Temple Nightclub, located in the SOMA District in San Francisco (less than hour from where Super Bowl 50 will be held!), is unique for several reasons. But beyond Temple being the only Bay Area nightclub to earn a spot on the 2015 Nightclub & Bar Top 100, it’s a sustainable, green nightclub. Mention of the word green makes some operators cringe and assume the worst in terms of cost but owner Paul Hemming says the costs of going green aren’t significant.
“It’s really about creative use of space,” says Paul.
One of the most creative uses of space was the realization of one of Paul’s sustainable visions: an energy harnessing dancefloor.
“I had this idea about harnessing the energy of people dancing” he says.
It took about a year but Paul searched for and eventually located a company that had spent $1,000,000 on research and development on the technology. Energy Floors (Sustainable Dance Club at the time) is located in Rotterdam, Netherlands and had built modules capable of harnessing the energy of dancing. Paul formed a partnership with the company and became the only establishment in North America to have one of the modules, which is 100-square-feet in size and features LED lighting, an infinity-mirror effect, and an energy gauge visible to guests that displays how much energy has been created . To raise awareness of the ability for nightclubs to go green and harness their guests’ energy, Paul has loaned out Temple’s module to a venue located in Los Angeles.
The building which houses Temple Nightclub is a multi-level space and, again using space creatively and intelligently, Paul will be opening a juice bar and café concept inside of it in a few months. Using space effectively and intelligently, a rooftop garden will be utilized in order to source organic herbs, greens and garnishes. The garden solves one problem inherent to going green: finding green, eco-conscious products.
“Sometimes going green means spending more green,” Paul says.
Operators looking to open brand-new green venues or converting older, pre-existing spaces will find that they will face multiple challenges, one of which is cost. The good thing is that effective management of resources goes a long way to navigate the green obstacles. For instance, Temple uses disposable cups. These can be expensive but the nightclub purchases a year’s worth of the cups from a distributor in China, saving on cost. The challenge is to reconcile a sustainable concept with a sustainable business model. The rooftop garden will provide garnishes for Temple’s beverage program. There are times when you’ll have to be creative and forego using big distributors like Sysco to find the green products you need, but Paul says that his cost is only about 10% more on some items when compared to their non-green counterparts.

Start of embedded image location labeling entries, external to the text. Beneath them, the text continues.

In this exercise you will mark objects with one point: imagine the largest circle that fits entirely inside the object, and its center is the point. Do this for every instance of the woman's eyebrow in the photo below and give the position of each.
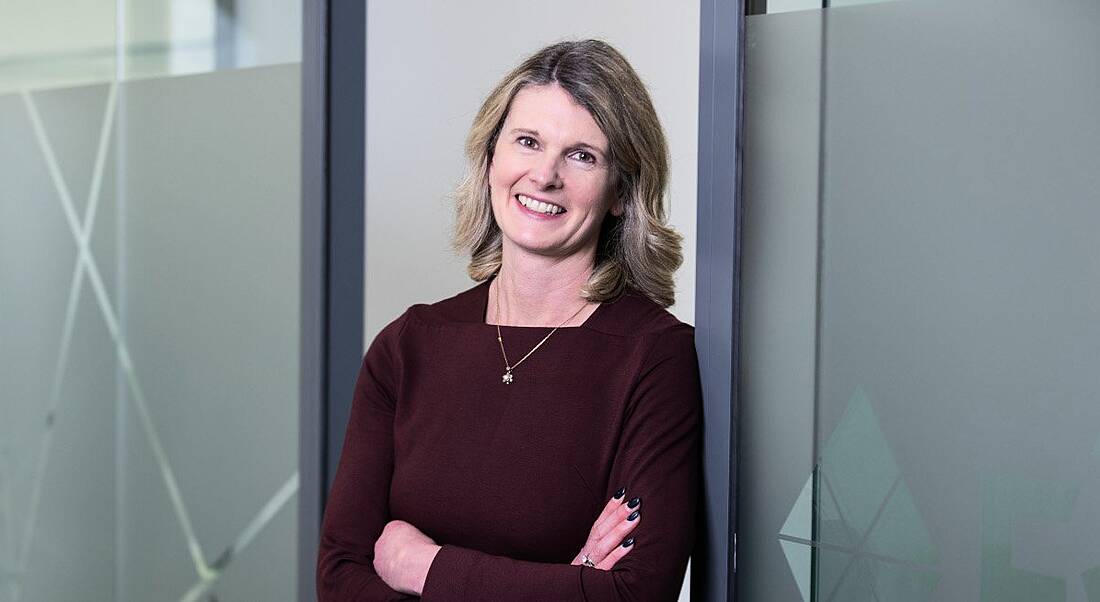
(573, 146)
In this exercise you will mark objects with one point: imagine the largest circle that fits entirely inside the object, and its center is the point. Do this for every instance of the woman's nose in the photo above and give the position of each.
(545, 173)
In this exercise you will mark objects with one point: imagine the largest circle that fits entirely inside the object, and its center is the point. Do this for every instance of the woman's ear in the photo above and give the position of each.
(618, 207)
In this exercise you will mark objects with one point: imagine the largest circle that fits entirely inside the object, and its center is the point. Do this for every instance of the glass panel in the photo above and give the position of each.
(939, 439)
(149, 312)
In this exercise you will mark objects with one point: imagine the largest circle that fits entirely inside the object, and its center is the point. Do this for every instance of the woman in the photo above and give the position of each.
(504, 442)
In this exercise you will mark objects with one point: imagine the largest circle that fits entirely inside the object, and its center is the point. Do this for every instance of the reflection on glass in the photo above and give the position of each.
(55, 44)
(920, 397)
(149, 431)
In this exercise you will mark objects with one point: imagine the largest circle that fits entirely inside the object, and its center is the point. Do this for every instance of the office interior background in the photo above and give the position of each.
(914, 395)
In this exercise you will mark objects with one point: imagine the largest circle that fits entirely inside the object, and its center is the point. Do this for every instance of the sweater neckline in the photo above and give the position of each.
(482, 308)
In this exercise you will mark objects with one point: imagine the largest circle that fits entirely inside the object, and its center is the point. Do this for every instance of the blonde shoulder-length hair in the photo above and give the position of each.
(637, 249)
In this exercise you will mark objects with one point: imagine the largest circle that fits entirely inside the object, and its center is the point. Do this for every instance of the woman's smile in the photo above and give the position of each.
(538, 208)
(550, 175)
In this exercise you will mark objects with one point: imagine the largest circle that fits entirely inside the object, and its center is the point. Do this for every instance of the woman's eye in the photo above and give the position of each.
(585, 156)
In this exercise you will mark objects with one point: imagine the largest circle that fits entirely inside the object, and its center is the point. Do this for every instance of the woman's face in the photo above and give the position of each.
(550, 179)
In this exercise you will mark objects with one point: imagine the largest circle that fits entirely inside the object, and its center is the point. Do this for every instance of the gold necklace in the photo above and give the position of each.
(508, 367)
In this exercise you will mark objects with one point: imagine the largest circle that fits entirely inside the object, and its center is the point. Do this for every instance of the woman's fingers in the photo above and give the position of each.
(613, 539)
(609, 511)
(616, 518)
(616, 554)
(604, 550)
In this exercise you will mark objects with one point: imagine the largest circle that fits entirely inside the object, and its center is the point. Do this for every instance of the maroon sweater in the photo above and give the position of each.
(509, 478)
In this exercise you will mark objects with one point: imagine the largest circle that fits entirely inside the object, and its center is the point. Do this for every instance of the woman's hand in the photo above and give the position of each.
(606, 544)
(403, 556)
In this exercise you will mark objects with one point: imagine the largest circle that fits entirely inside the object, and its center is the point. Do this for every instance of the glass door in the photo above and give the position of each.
(922, 303)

Luckily, eco-conscious guests are willing to pay more for quality, green beverages. They’re also eager to spend their time and a bit more money inside a nightlife venue that they feel shares their values. Paul is able to pass on the small increased costs he sometimes faces to his guests. According to Temple’s owner, his cost of going green was not significantly higher than if he had opened a “regular” nightclub. Of course, the energy harnessing dancefloor was not cheap! However, it’s a centerpiece, an attention grabber that draws in guests and keeps them engaged with its interactive capabilities. Temple also makes sure to talk about their green approach to nightlife via social media to create buzz and attract a large crowd, both eco-conscious and curious.
Going green has proven to be more than just a passing fad. Architects and designers are tackling the topic of green living and work spaces, auto designers are developing more and more green automobiles, and even everyday items are receiving the green treatment. So, why not nightclubs? With the spate of organic, sustainable spirits, barware, and even furniture hitting the market, operators looking to stand out can make a huge statement (particularly to Millennials) by going green with their nightlife venues. Energy harnessing dancefloors are just innovation that can draw a big crowd; Paul is finding out how he can use technology to power an entire nightlife venue’s audio and/or lighting with sustainable energy.
“It’s been a gradual evolution,” says Paul. “It comes from my belief that the planet is one living organism, humanity is one family… It just seems like the logical thing to do, to be eco-conscious, which is really just planet-conscious.”